Un poema en frío y dos fotos
Es este día de agosto de lluvia y viento gélidos
primavera del coraje que duerme aquí dentro.
Con el temblor de los árboles me sacudo y hiervo.
Una chica bonita me ha pedido fuego.
¿Fuego? ¿Fuego, dices?
¿No ves que tengo frío?
Fuego no tengo.
Pero el frío no lo trae el tiempo.
Es la arquitectura distante,
son las calles del mercado,
son las tumbas son sin muertos
de este templo consagrado
al más puro de los comercios.
Alabado sea el dinero.
Una araña tienta su suerte entre mis dedos.
Hago ademán de expulsarla,
arrojarla a las tinieblas,
o aplastarla entre las yemas
con el más absoluto de los desprecios.
No sé por qué,
mas me contengo.
Con letras quisiera tejer
El hilo de mis pensamientos.
Obtuso y romo te encuentro.
Eres todo quieres y nada puedo.
Hace frío.
Más frío hará si se instala en el centro.
Una paloma picotea los restos
de almuerzos ya librados
entre pulcros caballeros
que intercambian zalameros
las sonrisas tersas,
veladas las Traiciones,
ambiciosos los proyectos.
Dinero, dinero, dinero.
Palomita fea y puerca
que voltea papas fritas
como yo volteo pensamientos.
Desmenuza, da saltitos y ataca.
Un poco de pechuga acá.
Aquí un trocito de lechuga.
De nuevo a las papas con ketchup.
Y tú, sé paciente y encontrarás el fuego.

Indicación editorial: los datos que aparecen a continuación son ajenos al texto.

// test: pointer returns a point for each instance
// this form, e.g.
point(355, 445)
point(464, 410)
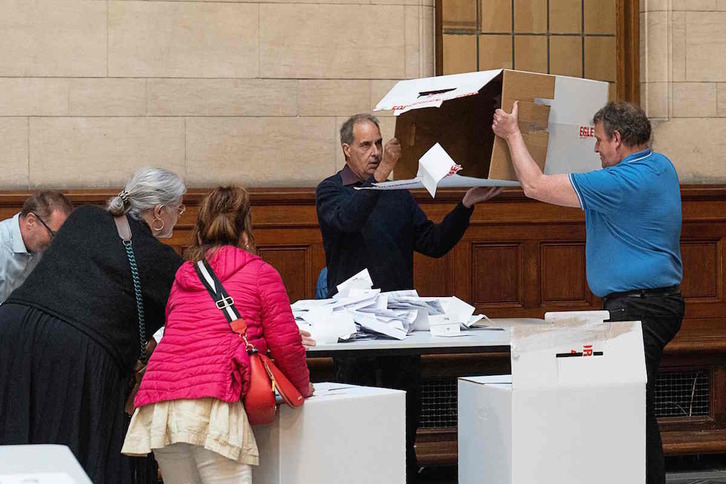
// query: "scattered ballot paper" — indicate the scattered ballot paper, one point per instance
point(436, 169)
point(327, 326)
point(435, 165)
point(359, 311)
point(362, 280)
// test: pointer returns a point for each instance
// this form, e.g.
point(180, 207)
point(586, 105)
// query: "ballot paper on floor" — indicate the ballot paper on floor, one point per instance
point(573, 409)
point(444, 122)
point(343, 433)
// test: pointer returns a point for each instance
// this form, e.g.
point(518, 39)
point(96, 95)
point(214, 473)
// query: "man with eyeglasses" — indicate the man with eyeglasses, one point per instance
point(24, 237)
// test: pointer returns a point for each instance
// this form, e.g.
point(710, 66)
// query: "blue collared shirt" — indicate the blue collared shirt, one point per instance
point(16, 263)
point(633, 223)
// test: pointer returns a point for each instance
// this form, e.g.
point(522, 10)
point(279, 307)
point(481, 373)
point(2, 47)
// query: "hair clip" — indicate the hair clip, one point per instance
point(124, 196)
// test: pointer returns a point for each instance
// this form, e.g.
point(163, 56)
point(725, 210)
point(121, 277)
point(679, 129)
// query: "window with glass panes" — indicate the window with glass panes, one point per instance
point(567, 37)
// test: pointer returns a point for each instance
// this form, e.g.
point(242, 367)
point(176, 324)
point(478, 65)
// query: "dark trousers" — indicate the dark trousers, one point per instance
point(661, 317)
point(396, 372)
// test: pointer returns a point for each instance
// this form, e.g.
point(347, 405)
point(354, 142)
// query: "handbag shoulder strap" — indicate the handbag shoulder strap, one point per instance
point(221, 297)
point(124, 232)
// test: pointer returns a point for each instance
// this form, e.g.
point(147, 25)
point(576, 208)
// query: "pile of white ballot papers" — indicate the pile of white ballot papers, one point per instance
point(358, 311)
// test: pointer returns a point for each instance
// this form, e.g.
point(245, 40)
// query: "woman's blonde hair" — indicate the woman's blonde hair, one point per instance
point(225, 215)
point(145, 190)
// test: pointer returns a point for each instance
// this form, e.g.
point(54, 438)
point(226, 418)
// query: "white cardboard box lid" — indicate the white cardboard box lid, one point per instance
point(327, 391)
point(577, 353)
point(433, 91)
point(575, 102)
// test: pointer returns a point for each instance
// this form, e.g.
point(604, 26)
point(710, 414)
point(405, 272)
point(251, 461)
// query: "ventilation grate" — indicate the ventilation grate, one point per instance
point(438, 403)
point(682, 394)
point(677, 394)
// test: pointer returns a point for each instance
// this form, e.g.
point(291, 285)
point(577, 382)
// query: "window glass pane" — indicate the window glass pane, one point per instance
point(600, 58)
point(459, 14)
point(530, 16)
point(495, 52)
point(496, 15)
point(566, 55)
point(530, 53)
point(566, 16)
point(600, 17)
point(459, 53)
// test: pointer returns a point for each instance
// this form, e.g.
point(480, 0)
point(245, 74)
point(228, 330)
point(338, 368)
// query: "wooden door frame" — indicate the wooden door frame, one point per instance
point(627, 48)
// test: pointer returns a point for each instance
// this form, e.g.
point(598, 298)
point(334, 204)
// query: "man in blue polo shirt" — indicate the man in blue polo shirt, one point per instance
point(633, 223)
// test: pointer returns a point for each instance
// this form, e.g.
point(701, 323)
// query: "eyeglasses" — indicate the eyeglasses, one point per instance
point(50, 231)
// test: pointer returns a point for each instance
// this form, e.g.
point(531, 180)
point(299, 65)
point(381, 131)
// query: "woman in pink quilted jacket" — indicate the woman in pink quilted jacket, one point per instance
point(188, 408)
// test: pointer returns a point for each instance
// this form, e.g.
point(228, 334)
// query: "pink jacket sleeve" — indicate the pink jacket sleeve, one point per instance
point(280, 330)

Llévate demasiado a la boca,
y acabarás escupiéndolo.
Escalofríos de hielo en los tuétanos.
Ay fuego que quemas,
tan hondo te llevo,
tan lejos te siento.
Lucha, no te detengas,
deja que el frío entumezca tus dedos,
que se rebele y bulla la sangre
en la forja de los pensamientos.
¡Busca el fuego, búscalo dentro!
No permitas cunda el desánimo,
avanza cual tortuga,
muerde, caimán,
elévate magnánimo como las águilas
y deja el nido de tus pensamientos.
Vuela y muere, mata ese miedo.
¿Quién dijo que esto era un juego?
Sangra ya, bastardo.
¿Sientas duras las tetillas?
¿Congelados los cojones?
Mil perdones te pido,
¡Eccehomo de los huevos!
Tirita, eso es, tirita,
busca la rabia que fluye dentro.
Enfádate, que yo te sienta,
arranca a mordiscos la capa del desaliento.
Desnúdate, cabrón,
que vea yo cómo grita
este viejo cavernícola
en mitad de otro crudo invierno.
Quizá haya un trozo
de dios en nosotros,
demiurgos de medio pelo,
viajeros de vengo y vas,
Yo-yos que destroza el tiempo,
pero no un trozo de aquel que nunca nos hizo antes
(jamás hubo plan ni diseño)
sino del otro que igual vendrá luego.
Polvo de estrellas somos,
Y al polvo volveremos.
fin





Jo dijo
Vaya poema que te has sacado de la manga.
Tienes una musa muy susceptible, a lo que parece. Algunas estrofas me han gustado, otras no tanto. Es un poema confuso, de los que dicen que uno los escribe más con el hígado que con la cabeza. Llegas a tocar las cuerdas invisibles del arpa interior.